His office then released reams of photographs and video clips from the hospital, where Netanyahu also made a public statement, breaking his usual avoidance of government activity on the Jewish Sabbath.

Relatives of the hostages who did not return said they received no personal attention from the prime minister. Avi Marciano, whose daughter Noa, a soldier, was kidnapped Oct. 7 and killed in Gaza, wrote in a Facebook post Saturday that in the six months since her death was announced: “The prime minister has not come . He didn't even call.”

The departure of Gantz and his party marked the end of the broader emergency government and served as an indictment of Netanyahu's murky wartime policies.

Gantz joined the government soon after October 7 out of what he called a sense of national responsibility and became a key member of Netanyahu's war cabinet. Three weeks ago he issued an ultimatum, saying he would withdraw from the government by June 8 unless Netanyahu mapped out a clear and strategic path forward, including making decisions and plans on how to free the remaining hostages in Gaza and for the post-war government of Gaza. the territory, among other issues.

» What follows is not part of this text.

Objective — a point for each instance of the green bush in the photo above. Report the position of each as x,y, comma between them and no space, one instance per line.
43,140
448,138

Mr. Gantz had planned to give a speech to the nation on Saturday evening, but due to the hostage releases he postponed his long-awaited announcement by 24 hours. The departure of his party will not immediately bring down the government; Netanyahu and his remaining partners still hold a majority in Parliament.

But Gantz accused Netanyahu of delaying crucial decisions for petty political reasons, sending a clear signal that even after Saturday's dramatic raid, not much had changed.